EM and immunoelectron microscopy
Livers were fixed by cardiac perfusion using 0.1 M phosphate buffer containing 2% PFA and 2% glutaraldehyde for conventional EM. They were post-fixed with 1% OsO4, embedded in Epon812, and sectioned. Immunoelectron microscopy was performed on cryothin sections as described previously (Waguri et al., 1995). In brief, livers were frozen in phosphate buffer with 2.3 M sucrose and 20% polyvinyl pyrrhoridon.

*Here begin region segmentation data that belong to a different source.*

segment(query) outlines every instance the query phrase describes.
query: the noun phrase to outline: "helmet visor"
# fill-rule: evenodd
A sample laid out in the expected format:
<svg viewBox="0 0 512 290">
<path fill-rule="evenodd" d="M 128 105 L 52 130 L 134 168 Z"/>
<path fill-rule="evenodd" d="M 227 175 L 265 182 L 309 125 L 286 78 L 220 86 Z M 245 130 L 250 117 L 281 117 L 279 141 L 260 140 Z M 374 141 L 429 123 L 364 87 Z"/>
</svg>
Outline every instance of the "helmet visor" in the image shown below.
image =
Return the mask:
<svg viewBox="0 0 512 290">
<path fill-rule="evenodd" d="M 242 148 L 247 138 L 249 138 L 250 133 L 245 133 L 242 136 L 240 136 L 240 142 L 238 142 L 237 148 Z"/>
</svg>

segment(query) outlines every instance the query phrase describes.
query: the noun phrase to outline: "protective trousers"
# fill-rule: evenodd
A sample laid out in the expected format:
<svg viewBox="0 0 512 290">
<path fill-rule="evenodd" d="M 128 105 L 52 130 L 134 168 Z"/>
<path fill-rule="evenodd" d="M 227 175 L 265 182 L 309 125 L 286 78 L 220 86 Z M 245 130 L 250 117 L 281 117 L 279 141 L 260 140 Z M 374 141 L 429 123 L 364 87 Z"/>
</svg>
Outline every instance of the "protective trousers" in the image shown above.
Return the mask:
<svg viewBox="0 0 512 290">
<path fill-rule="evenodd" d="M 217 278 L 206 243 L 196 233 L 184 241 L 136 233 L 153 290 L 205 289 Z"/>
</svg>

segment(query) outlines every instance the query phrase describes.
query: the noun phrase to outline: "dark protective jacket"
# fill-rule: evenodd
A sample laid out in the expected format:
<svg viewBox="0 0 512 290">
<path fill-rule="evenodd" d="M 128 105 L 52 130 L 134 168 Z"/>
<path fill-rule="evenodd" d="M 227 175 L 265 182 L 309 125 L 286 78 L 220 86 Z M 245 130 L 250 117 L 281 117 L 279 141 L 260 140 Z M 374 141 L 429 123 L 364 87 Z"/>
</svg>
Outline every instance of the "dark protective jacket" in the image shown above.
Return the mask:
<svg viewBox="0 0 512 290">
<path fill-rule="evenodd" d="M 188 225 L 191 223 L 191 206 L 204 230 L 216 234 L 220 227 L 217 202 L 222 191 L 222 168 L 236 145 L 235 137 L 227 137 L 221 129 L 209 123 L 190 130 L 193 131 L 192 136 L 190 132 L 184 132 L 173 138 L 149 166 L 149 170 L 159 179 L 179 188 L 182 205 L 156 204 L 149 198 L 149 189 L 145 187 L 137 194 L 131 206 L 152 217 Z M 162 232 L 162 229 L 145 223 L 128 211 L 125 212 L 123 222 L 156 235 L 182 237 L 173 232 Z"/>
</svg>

Ultrathin sections were mounted on Formvar carbon-coated nickel grids, blocked with 1% BSA in PBS, and incubated with antiubiquitin antibody (1B3) and colloidal gold conjugated secondary antibody.
MEFs were prepared as described previously (Murata et al., 2001). Primary hepatocytes were prepared as described previously (Ueno et al., 1990). Cell starvation was conducted by incubating the cells in Hanks' balanced solution after three separate washes. The SDH activity was assayed as described previously (Ueno et al., 1990).
On line supplemental material
Fig. S1 shows the histological analyses of tissues from Atg7+/− and Atg7−/− mice at 1 d after birth. Fig. S2 shows the loss of Atg7 protein and activity in Atg7F/F:Mx1 mouse liver. Fig. S3 shows the histological analyses of tissues from Atg7F/+:Mx1 and Atg7F/F:Mx1 mice. Fig. S4 shows the cell death in autophagy-deficient liver. Fig. S5 shows the accumulation of ubiquitin-positive inclusions at early stage of autophagy deficiency. Further comments on the data can be found in the legends.
We thank T. Kaneko, T. Kouno, and K. Tatsumi for technical assistance. We also thank F. Kaji for his help in EM study; A. Kuma for technical guidance in caesarean delivery; K. Tateishi and H. Uozaki for discussion of liver pathology; and T. Fujimura and K. Murayama for amino acid measurements.
This work was supported in part by Grants-in-Aid from the Ministry of Education, Culture, Sports, Science and Technology of Japan.
Abbreviations used in this paper: MEF, mouse embryonic fibroblast; pIpC, polyinosinic acid–polycytidylic acid; PNS, postnuclear supernatant; SDH, succinate dehydrogenase.